Deep diaphragmatic breathing is a slow inhale, followed by a slightly longer, slow exhale—while using our diaphragm, the dome-shaped muscle just below the lungs. Because the use of the diaphragm can be seen when our belly moves in and out, it is also sometimes called “belly-breathing.”

This type of breathing has always been known in meditation and contemplation as part of a calm and regulated state. Recently it has been researched also from a neurophysiological point of view.

It was found that by increasing the length of our exhale after taking a slow deep inhale, the vagus nerve is triggered to secrete a transmitter substance called acetylcholine, which has a calming effect on our physiology.

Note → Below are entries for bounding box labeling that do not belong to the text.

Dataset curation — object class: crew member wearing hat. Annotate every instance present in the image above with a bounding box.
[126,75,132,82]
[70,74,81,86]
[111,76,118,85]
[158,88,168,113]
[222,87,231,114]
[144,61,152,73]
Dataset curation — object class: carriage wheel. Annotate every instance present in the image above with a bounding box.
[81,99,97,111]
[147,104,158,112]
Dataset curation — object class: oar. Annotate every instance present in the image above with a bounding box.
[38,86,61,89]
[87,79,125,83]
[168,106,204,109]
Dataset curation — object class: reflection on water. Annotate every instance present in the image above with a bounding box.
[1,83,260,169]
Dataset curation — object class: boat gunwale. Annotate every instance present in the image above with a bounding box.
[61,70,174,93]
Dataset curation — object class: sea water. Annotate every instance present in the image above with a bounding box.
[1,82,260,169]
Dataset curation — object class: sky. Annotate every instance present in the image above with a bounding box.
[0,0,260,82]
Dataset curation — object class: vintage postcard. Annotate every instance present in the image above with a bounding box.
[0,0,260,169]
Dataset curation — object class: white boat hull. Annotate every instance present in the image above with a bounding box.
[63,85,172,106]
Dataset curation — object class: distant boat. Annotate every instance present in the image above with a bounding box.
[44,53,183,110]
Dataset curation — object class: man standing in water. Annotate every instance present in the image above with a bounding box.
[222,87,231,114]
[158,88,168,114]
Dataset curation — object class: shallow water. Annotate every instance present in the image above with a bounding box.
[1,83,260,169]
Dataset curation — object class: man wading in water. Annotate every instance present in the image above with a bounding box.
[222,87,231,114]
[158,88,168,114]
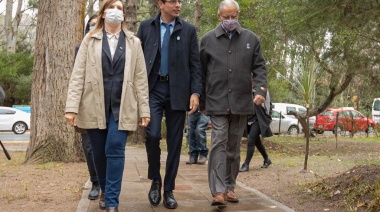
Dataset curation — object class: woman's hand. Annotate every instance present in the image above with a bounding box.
[65,113,77,126]
[139,117,150,127]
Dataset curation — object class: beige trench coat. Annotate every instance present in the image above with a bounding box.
[65,29,150,131]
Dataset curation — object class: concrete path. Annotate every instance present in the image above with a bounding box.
[77,147,293,212]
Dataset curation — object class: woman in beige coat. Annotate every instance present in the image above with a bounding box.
[65,0,150,211]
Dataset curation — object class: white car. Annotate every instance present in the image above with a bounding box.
[273,103,315,130]
[270,110,302,135]
[0,107,30,134]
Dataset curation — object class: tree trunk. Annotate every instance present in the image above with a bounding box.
[125,0,137,32]
[5,0,16,53]
[194,0,203,33]
[87,0,95,17]
[26,0,86,162]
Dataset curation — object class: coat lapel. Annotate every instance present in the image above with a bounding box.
[113,30,125,64]
[102,29,112,62]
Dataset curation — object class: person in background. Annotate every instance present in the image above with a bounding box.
[137,0,202,209]
[239,89,273,172]
[186,111,210,165]
[74,15,100,200]
[65,0,150,211]
[200,0,267,206]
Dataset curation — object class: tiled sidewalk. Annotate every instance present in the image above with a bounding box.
[77,147,293,212]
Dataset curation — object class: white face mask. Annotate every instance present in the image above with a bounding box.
[104,8,124,26]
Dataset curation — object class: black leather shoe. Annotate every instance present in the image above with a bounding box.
[261,158,272,168]
[186,157,198,165]
[163,191,178,209]
[99,192,106,210]
[239,163,249,172]
[148,180,161,206]
[106,207,119,212]
[88,183,100,200]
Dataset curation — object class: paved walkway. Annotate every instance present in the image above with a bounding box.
[77,147,293,212]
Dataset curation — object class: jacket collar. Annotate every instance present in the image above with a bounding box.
[150,13,183,28]
[91,28,134,40]
[215,24,243,37]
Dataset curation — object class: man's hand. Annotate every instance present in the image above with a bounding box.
[65,113,77,126]
[139,117,150,127]
[189,94,199,114]
[253,94,265,105]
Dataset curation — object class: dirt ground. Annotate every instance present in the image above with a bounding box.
[0,136,380,212]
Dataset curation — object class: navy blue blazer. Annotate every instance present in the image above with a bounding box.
[102,29,125,122]
[137,14,202,111]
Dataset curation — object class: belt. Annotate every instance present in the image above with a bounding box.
[157,75,169,82]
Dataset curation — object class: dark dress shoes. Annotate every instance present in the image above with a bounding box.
[106,207,119,212]
[261,158,272,168]
[99,192,106,210]
[148,180,161,206]
[239,163,249,172]
[88,183,100,200]
[163,191,178,209]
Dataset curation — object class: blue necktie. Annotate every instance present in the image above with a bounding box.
[160,23,171,76]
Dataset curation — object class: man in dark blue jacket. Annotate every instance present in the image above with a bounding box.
[200,0,267,206]
[137,0,202,209]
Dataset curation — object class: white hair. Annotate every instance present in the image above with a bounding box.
[218,0,240,14]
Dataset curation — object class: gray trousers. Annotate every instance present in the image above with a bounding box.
[208,114,247,196]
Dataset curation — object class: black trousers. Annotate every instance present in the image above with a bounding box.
[145,81,186,191]
[244,119,268,165]
[81,133,98,183]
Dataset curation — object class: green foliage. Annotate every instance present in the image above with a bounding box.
[0,52,33,106]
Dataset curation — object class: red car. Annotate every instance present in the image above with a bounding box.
[314,107,377,134]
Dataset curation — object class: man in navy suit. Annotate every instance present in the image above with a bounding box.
[137,0,202,209]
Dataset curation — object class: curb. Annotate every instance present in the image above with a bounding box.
[236,181,295,212]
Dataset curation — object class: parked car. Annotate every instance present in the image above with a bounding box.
[273,103,315,130]
[0,107,30,134]
[314,107,378,134]
[270,110,302,135]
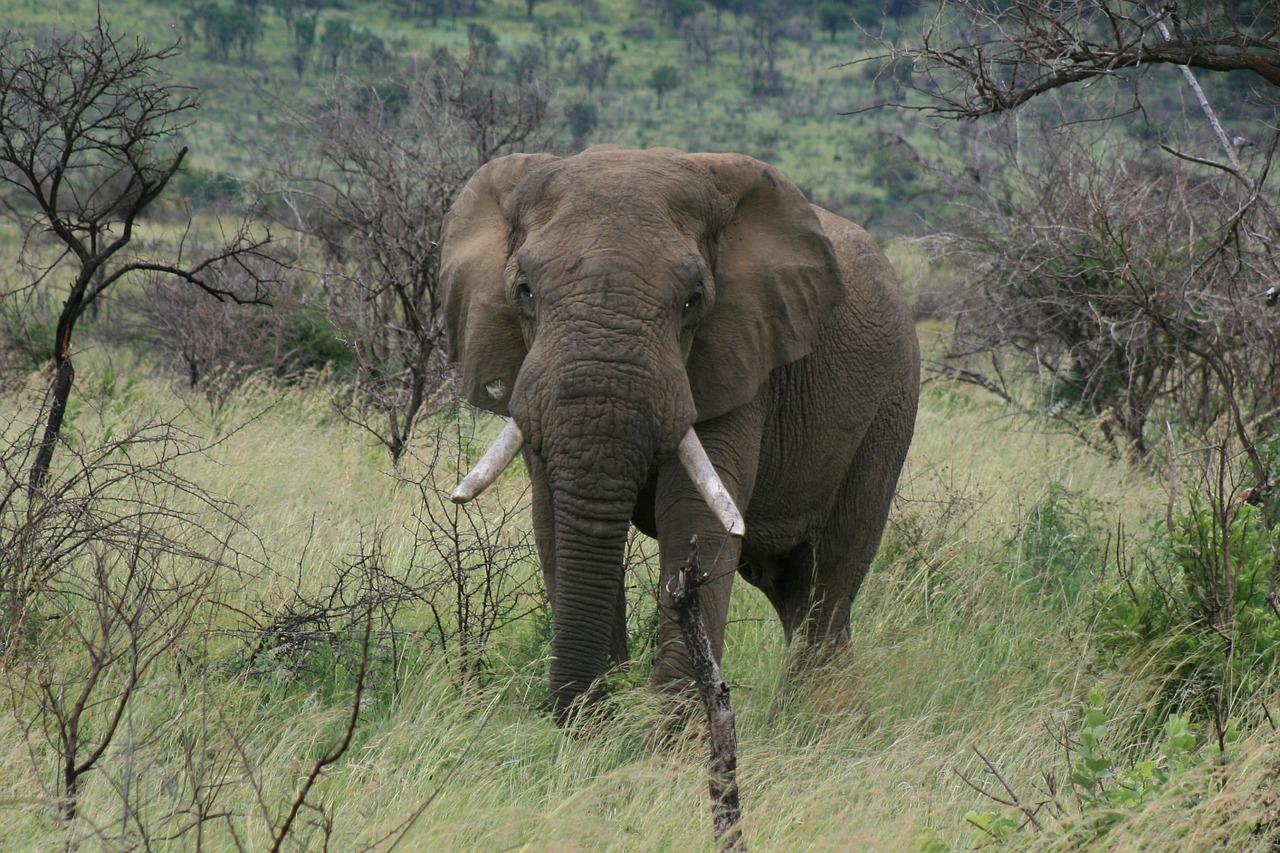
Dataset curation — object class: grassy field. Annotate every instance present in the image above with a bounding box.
[0,335,1275,850]
[0,0,1280,853]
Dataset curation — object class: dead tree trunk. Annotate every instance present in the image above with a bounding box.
[672,537,746,850]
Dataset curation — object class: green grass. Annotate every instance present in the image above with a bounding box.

We don’t have to engage with complicated breathing exercises. It is enough to simply slow our breathing for a few in-breaths and out-breaths and focus on using our diaphragm for belly breathing. A slightly longer out-breath than in-breath is recommended.

In this way we allow our body to still our mind. We can engage with this type of breathing as many times throughout the day as we want, using it as an anchor that makes us experience in body, mind and soul that our life happens here and now.

Binding us to the present moment

I would like to conclude with a reflection by Chiara Lubich, published by New City in the book Here and Now.

“What counts for us Christians is not how much we do, but how we do it. The historical Jesus did not change the world either. On the contrary, sometimes he seemed to fail. What matters is to fulfil the plan God has for us—no more, but also no less.

“Wherever we are, let us work at adoring his will, which binds us to the present moment. This helps us to take care, one detail at a time of what we need to achieve in the world.”